Интеллектуалы не в состоянии были понять, что я не снимаю фанатичные фильмы о политике, и никто из них не взял на себя труд разглядеть, о чем же на самом деле это кино. Вместо этого они спроецировали на «Балладу о маленьком солдате» собственные политические представления. В то время ни для кого не было секретом, что США ведет активную борьбу с социалистическими режимами в Центральной Америке, но моя картина ни в коем разе не является обсуждением внешней политики Штатов. Главное в фильме — люди. Работая над «Балладой», я многое понял. Например, когда говорил с девочкой, которая рано утром вышла из деревни с винтовкой и вернулась очень гордая собой, потому что обменяла оружие на курицу. В этой войне под натиском современных орудий убийства погибала традиционная культура. Что проку говорить об этом в политическом или военном контексте? Центральной темой для меня были дети-солдаты, так что я теоретически мог бы снимать и в других странах, в Либерии или в Камбодже. Когда девятилетний мальчик идет воевать, политическое содержание отходит на задний план. Маленькие солдаты — это такая трагедия, что детали роли не играют. По-моему, двадцати процентам солдат мискито не исполнилось и тринадцати, а были и совсем малыши. Самое интересное, что все дети были добровольцами — каждого взять в руки оружие заставила личная беда. Я подошел к одному мальчику-бойцу: он был в таком шоке, что едва мог говорить. Его братьев, одному было два года, другому шесть, и отца, — всех убили, мать изрубили в куски прямо на его глазах. Он еще не прошел подготовку, но хотел завтра же идти в бой и убивать. К моменту выхода фильма многих из этих детей уже не было в живых.

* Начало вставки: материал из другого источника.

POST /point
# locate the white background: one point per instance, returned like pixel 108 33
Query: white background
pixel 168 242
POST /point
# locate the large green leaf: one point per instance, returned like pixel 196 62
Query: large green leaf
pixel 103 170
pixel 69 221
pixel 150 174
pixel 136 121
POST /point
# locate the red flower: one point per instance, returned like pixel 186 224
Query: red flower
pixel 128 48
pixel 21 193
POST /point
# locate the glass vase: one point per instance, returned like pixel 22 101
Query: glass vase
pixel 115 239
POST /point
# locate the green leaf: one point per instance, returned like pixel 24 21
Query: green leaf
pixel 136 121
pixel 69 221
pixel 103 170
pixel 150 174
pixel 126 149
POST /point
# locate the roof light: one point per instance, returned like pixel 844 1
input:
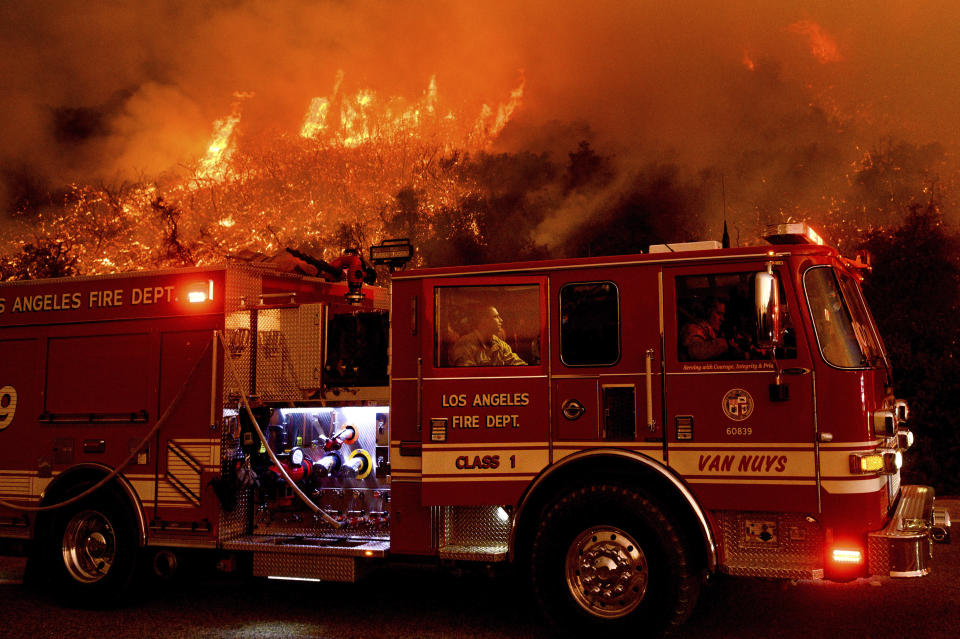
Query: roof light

Месснер говорил, что хотел бы шагать по Гималаям от одной долины к другой, не оглядываясь: «Либо мир, либо моя жизнь когда-нибудь кончатся. Весьма вероятно, будет так, что когда наступит конец мне, придет конец и миру». Я сам всегда об этом думал. Мне нравится такая идея — просто исчезнуть, уйти, свернуть на тропу и шагать, пока она не кончится. Со мной были бы хаски с кожаными переметными сумками, и мы бы просто шли и шли, пока не осталось бы больше дорог.
Месснер[84]
был одним из молодых альпинистов семидесятых, которые предложили новый подход к этому спорту. Он задался целью совершить восхождение на гималайские пики «по-альпийски». И поднялся на все четырнадцать восьмитысячников планеты, обойдясь без масштабных экспедиций и сотен шерпов-носильщиков. Месснер был первым, кто взошел на Гималаи с одним лишь рюкзаком за плечами, не пользуясь оборудованными стоянками, и первым, кто достиг вершины Эвереста без кислородной маски — как он это называл «по-честному», — что у альпинистов считается настоящим подвигом. В пятидесятых и шестидесятых был такой Маэстри, очень известный итальянский альпинист. Он поднимался, подтягиваясь дюйм за дюймом, с помощью молотка, крючьев, дрели. Каждое восхождение занимало много недель и даже месяцев. Я считаю, это просто идиотизм. Я бы взобрался на Всемирный торговый центр, дай мне столько инструментов и три месяца времени. Маэстри — один из примеров извращения авантюрного духа альпинизма. Он оскорбил и опозорил каждую гору, на которую вполз подобным способом. А Месснер, использовавший минимум снаряжения, поистине является отцом современного альпинизма. Поразительное уважение к своему делу у этого человека, и фантастические навыки выживания, просто невероятные. Не только технические навыки, но и умение чувствовать ситуацию, мгновенно реагировать, если что-то идет не так. Благодаря ему я многое узнал о том, как оценивать риск.Я снял «Гашербрум», потому что хотел найти ответы на вопросы. Зачем Месснер, потеряв в экспедиции брата, решил во второй раз взойти на Нанга-Парбат? Что движет таким человеком? Как-то я спросил его: «Вы поднимаетесь в горы снова и снова, вы не думаете, что вы немного чокнутый?» А он ответил: «Все творческие люди сумасшедшие». У него была мудрость змеи, что лежит себе тихо, свернувшись кольцами, и выжидает подходящего момента, чтобы нанести удар. Один раз он сказал, что не может описать чувство, которое заставляет его взбираться на вершины, потому что невозможно выразить, что заставляет тебя жить.